Some people have called Roger Corman a feminist because of his willingness to hire and nurture women in the film-making business. I wouldn’t necessarily go that far. I think in the end he wanted to make money. But I also think he was willing to give scripts to the best candidate and if the candidate was a woman then so be it. Even now, the attitude seems to be “A DAME directing a horror movie?” despite the success of the Soska Sisters and other prominent female directors. So I can at least give Corman credit for hiring Amy Jones and Barbara Peters when other people wouldn’t.
Much of the movie’s early promotion focused on how it was made by women and was a feminist slasher. So is it? My only real point of contention is that just because someone has the same plumbing doesn’t mean they’re a feminist. Michelle Bachman and Sarah Palin could hardly be considered feminist, even though they benefit from the work of past feminists.

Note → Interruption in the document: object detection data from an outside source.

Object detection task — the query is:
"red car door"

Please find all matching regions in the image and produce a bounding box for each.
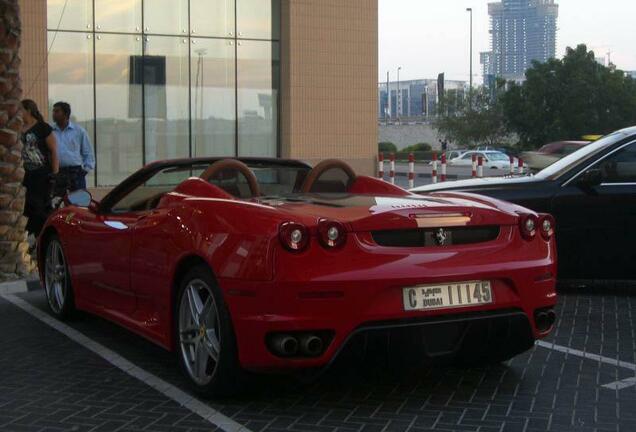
[69,211,145,314]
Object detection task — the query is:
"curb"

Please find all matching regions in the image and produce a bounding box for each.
[0,279,41,295]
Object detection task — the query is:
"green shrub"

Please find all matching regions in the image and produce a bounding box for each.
[378,142,397,153]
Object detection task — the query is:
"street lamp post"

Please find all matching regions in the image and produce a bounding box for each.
[395,66,402,123]
[466,8,473,109]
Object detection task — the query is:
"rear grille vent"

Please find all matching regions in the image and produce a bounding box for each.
[371,226,499,247]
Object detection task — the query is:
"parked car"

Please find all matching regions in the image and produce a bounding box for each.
[428,150,468,165]
[38,159,556,395]
[448,150,510,170]
[412,127,636,280]
[521,141,590,171]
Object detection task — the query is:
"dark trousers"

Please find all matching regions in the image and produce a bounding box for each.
[60,166,86,192]
[22,168,51,237]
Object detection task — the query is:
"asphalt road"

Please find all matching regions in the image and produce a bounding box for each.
[0,284,636,432]
[384,163,509,187]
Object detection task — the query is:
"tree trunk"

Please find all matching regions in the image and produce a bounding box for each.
[0,0,34,278]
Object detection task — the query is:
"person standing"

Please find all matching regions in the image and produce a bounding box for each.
[53,102,95,192]
[21,99,59,238]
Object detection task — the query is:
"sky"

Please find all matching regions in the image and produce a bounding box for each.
[378,0,636,84]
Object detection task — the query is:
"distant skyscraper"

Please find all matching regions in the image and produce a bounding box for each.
[481,0,559,83]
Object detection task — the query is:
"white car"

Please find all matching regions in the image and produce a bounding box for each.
[448,150,510,170]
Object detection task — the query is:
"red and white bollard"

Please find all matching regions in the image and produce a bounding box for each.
[389,153,395,184]
[409,153,415,189]
[440,153,446,183]
[432,153,437,183]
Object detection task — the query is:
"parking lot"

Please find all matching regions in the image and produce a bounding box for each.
[0,289,636,432]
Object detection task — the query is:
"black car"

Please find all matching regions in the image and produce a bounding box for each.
[412,127,636,280]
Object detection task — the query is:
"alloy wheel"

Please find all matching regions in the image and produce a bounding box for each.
[179,279,221,386]
[44,240,68,314]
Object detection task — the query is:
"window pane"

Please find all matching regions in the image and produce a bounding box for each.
[144,36,190,163]
[95,0,141,33]
[238,41,279,157]
[95,35,142,186]
[144,0,188,36]
[47,32,95,185]
[599,144,636,183]
[47,0,93,30]
[190,39,236,156]
[190,0,235,37]
[236,0,280,39]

Secondly, herding feminists is like herding cats. Some have said that I’m not a feminist because of my love of horror. I call bullshit on that. If you consider film art and art as a mirror to reflect what’s happening in society, then some horror films are just reflecting on what they see. It’s really rare that you see a movie that says, “Hey, wouldn’t it be great to chainsaw some women in half? Just BECAUSE.” There’s usually an underlying message. Besides, this movie actually passes the Bechdel Test which is way more than you can say about a lot of supposedly empowering movies.
That being said, I think that Jones’ final script is smart and funny and that as a director sh \e manages to balance humor and horror. I liked the various fake-outs when the audience thinks that a character is going to be attacked but it’s really a friend or dog in the garbage. You can actually tell when Russ is going to kill someone because you’ll be able to see him in the shot. None of the kills are filmed from his point-of-view. The victim winds up feeling empathy for the victim and desires that they survive. It helps that the characters are realistically written.

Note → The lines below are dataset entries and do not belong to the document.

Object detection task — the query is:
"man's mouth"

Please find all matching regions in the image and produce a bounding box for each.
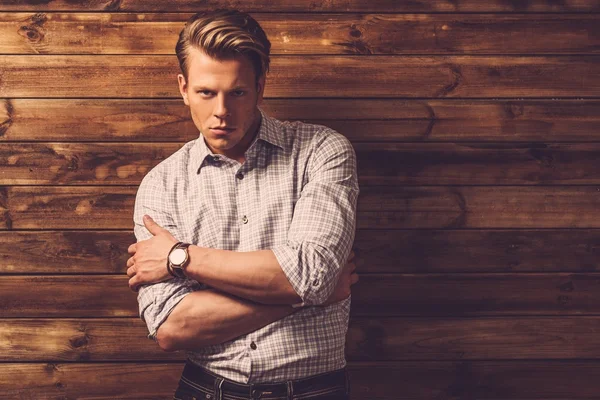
[210,126,235,135]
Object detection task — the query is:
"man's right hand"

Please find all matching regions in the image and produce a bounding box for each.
[323,251,358,306]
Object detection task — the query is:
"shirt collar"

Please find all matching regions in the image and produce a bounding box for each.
[191,108,286,172]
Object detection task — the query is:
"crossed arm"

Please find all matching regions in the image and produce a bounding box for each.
[127,130,358,350]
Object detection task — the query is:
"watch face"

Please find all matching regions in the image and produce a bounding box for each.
[169,249,186,265]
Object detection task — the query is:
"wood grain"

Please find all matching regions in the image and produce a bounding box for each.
[0,55,600,98]
[0,360,600,400]
[0,0,600,13]
[0,13,600,55]
[0,229,600,276]
[0,99,600,142]
[0,317,600,362]
[357,186,600,229]
[354,229,600,276]
[346,317,600,361]
[0,273,600,318]
[0,231,136,274]
[5,142,600,186]
[0,186,600,230]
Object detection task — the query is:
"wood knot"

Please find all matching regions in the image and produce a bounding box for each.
[31,13,48,26]
[350,24,362,38]
[18,25,44,43]
[69,335,90,349]
[505,103,525,118]
[558,281,575,292]
[529,148,554,168]
[67,156,79,171]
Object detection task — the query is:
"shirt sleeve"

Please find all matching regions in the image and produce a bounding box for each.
[272,129,359,305]
[133,170,199,340]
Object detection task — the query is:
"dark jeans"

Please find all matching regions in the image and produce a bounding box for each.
[173,360,349,400]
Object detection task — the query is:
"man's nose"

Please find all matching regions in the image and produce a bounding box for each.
[214,96,229,119]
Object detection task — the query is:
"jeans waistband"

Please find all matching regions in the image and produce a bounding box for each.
[181,360,348,400]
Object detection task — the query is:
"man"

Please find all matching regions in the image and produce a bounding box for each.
[127,10,359,399]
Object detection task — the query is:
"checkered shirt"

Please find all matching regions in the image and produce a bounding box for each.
[134,110,359,383]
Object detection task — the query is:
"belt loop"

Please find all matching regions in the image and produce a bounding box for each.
[215,378,223,400]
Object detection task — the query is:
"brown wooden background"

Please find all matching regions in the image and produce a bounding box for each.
[0,0,600,400]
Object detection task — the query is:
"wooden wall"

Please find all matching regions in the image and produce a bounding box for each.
[0,0,600,400]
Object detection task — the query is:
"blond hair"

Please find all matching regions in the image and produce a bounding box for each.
[175,9,271,81]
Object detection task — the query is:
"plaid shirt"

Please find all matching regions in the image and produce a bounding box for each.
[134,111,359,383]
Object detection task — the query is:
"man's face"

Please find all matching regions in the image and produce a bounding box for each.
[177,49,265,161]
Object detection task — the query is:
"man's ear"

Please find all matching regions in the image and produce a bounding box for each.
[177,74,190,106]
[256,75,267,104]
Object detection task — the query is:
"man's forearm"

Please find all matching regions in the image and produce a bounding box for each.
[186,246,302,304]
[156,289,295,351]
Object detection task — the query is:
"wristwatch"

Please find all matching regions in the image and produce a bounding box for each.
[167,242,190,278]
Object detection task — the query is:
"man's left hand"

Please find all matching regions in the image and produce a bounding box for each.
[127,215,177,292]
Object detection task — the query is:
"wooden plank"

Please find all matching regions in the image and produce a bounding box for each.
[0,271,600,318]
[0,362,183,400]
[0,360,600,400]
[0,0,600,13]
[5,142,600,186]
[346,317,600,361]
[0,143,182,185]
[0,317,600,365]
[0,99,600,142]
[354,229,600,276]
[0,186,600,230]
[0,318,185,362]
[0,186,137,229]
[354,142,600,186]
[0,229,600,276]
[0,13,600,55]
[357,186,600,229]
[0,231,136,274]
[0,55,600,98]
[352,273,600,316]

The scary parts of the movie manage to be actually scary. I was tense when Linda was being stalked and I really wanted her to survive.
There are moments of nudity in the movie but it felt naturalistic as opposed to voyeuristic. It was similar to the opening scene of Carrie.
So Jones has made a movie that’s a slasher that makes fun of the slasher tropes that were established as far back as 1983, and it still manages to be actually scary. This is incredibly rare and it seems like this movie should be celebrated more than it is.